RNA editing refers to post-transcriptional processes that modify mature RNA sequences relative to their genomic DNA template. In animals, the best-characterized events are A-to-I substitutions mediated by ADAR enzymes and C-to-U substitutions mediated by APOBEC enzymes. These modifications can diversify transcript sequences, alter coding potential, affect RNA stability and contribute to gene regulation.
The rise of high-throughput sequencing made transcriptome-wide RNA editing screens possible, but it also exposed a difficult methodological problem. Apparent RNA-DNA differences can arise from true editing, inherited polymorphisms, sequencing errors, mapping artifacts, splice junction misalignment, paralogous regions or incomplete reference assemblies. During my PhD, the field was marked by strong discrepancies between studies, with estimates ranging from a few dozen to millions of edited sites depending on filtering strategies and experimental design.
To address this, I developed a stringent WGS/RNA-seq strategy for calling transcript-specific editing events while explicitly controlling for technical artifacts and biological replication.
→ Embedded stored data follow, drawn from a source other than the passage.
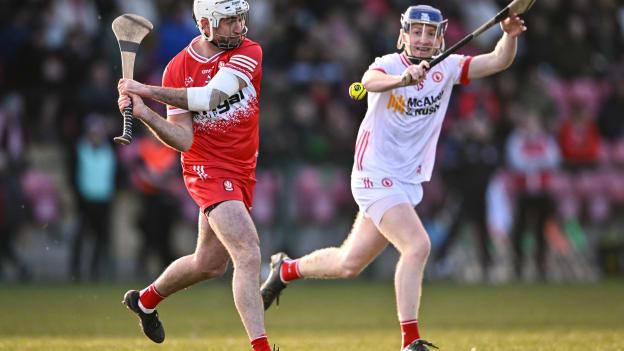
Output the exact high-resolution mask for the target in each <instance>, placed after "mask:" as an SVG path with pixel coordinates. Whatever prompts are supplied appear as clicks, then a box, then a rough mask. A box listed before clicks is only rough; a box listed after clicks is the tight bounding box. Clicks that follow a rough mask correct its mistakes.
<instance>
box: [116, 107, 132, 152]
mask: <svg viewBox="0 0 624 351" xmlns="http://www.w3.org/2000/svg"><path fill="white" fill-rule="evenodd" d="M123 116H124V128H123V134H122V135H120V136H118V137H115V138H114V139H113V140H114V141H115V142H116V143H117V144H121V145H128V144H130V142H132V119H133V118H134V116H133V115H132V101H130V105H128V106H126V108H124V111H123Z"/></svg>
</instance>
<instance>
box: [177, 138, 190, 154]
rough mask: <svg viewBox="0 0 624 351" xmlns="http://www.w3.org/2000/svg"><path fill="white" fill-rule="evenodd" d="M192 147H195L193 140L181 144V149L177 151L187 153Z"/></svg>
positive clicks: (177, 148)
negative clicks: (184, 152) (191, 147)
mask: <svg viewBox="0 0 624 351" xmlns="http://www.w3.org/2000/svg"><path fill="white" fill-rule="evenodd" d="M192 146H193V141H192V140H191V142H184V143H181V144H180V145H179V147H178V148H177V150H178V151H180V152H187V151H189V150H190V149H191V147H192Z"/></svg>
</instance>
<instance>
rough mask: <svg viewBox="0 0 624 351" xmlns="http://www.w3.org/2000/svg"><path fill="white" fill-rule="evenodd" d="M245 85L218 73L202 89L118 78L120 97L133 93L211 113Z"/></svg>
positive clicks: (226, 74) (227, 72)
mask: <svg viewBox="0 0 624 351" xmlns="http://www.w3.org/2000/svg"><path fill="white" fill-rule="evenodd" d="M246 86H247V83H246V82H245V81H244V80H243V79H241V78H240V77H238V76H236V75H234V74H232V73H230V72H228V71H226V70H220V71H219V72H217V74H216V75H215V76H214V77H213V78H212V79H211V80H210V82H209V83H208V85H206V86H204V87H193V88H166V87H160V86H154V85H145V84H141V83H139V82H137V81H135V80H132V79H123V78H122V79H120V80H119V84H118V89H119V93H120V94H136V95H139V96H141V97H144V98H148V99H152V100H157V101H160V102H162V103H164V104H167V105H171V106H175V107H178V108H181V109H184V110H189V111H198V112H199V111H211V110H212V109H214V108H215V107H217V106H219V105H220V104H222V103H223V101H225V100H226V99H228V98H229V97H230V96H232V95H234V94H236V93H237V92H238V91H239V90H241V89H243V88H244V87H246Z"/></svg>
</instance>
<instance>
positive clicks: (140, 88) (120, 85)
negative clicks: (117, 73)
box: [117, 78, 147, 96]
mask: <svg viewBox="0 0 624 351" xmlns="http://www.w3.org/2000/svg"><path fill="white" fill-rule="evenodd" d="M117 90H119V94H120V95H128V94H137V95H140V96H143V95H145V93H146V91H147V86H146V85H145V84H141V83H139V82H137V81H136V80H134V79H127V78H121V79H120V80H119V83H117Z"/></svg>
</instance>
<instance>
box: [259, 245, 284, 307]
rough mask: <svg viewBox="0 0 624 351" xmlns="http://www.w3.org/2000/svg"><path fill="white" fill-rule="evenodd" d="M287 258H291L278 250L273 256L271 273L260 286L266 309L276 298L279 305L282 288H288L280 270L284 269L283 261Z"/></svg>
mask: <svg viewBox="0 0 624 351" xmlns="http://www.w3.org/2000/svg"><path fill="white" fill-rule="evenodd" d="M287 259H290V257H288V255H286V254H285V253H283V252H278V253H276V254H275V255H273V256H271V273H269V277H268V278H267V280H265V281H264V283H262V286H261V287H260V294H261V295H262V302H263V303H264V310H265V311H266V310H268V309H269V307H271V304H272V303H273V301H275V300H277V302H276V304H277V305H279V296H280V294H281V293H282V290H284V289H286V284H285V283H284V282H283V281H282V278H281V277H280V271H281V269H282V263H283V262H284V260H287Z"/></svg>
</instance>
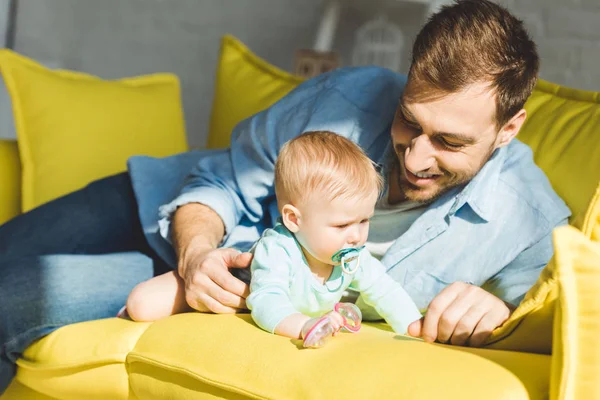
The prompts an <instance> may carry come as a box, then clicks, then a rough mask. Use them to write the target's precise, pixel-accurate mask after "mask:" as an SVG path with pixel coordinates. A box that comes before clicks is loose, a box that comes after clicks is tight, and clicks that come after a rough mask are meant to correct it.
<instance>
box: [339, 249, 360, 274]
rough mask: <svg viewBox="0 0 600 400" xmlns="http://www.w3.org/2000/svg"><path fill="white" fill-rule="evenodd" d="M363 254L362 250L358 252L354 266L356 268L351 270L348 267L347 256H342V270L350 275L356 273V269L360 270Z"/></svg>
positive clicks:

The core principle was simple: a candidate event should survive comparison to matched genomic DNA, sequencing quality filters, splice-aware mapping checks, local sequence context controls, and additional tests against unmapped genomic sequences to account for gaps or errors in the reference genome.
Applied to chicken liver, adipose tissue and embryos, this framework revealed that the number of high-confidence mRNA editing events is limited in this species, with fewer than 20 robust sites per tissue under stringent criteria. Several events were conserved with mammals, supporting the idea that core RNA editing mechanisms predate the sauropsid-synapsid divergence. The project also showed that editing levels can vary with tissue, genotype, age, diet and sex, linking RNA editing to biological context rather than treating it as a purely static sequence feature.
Beyond the biological findings, this project trained my approach to genomics: rigorous artifact control, matched DNA/RNA designs, biological replication, and explicit interpretation of uncertainty are essential when extracting biological meaning from high-throughput sequencing data.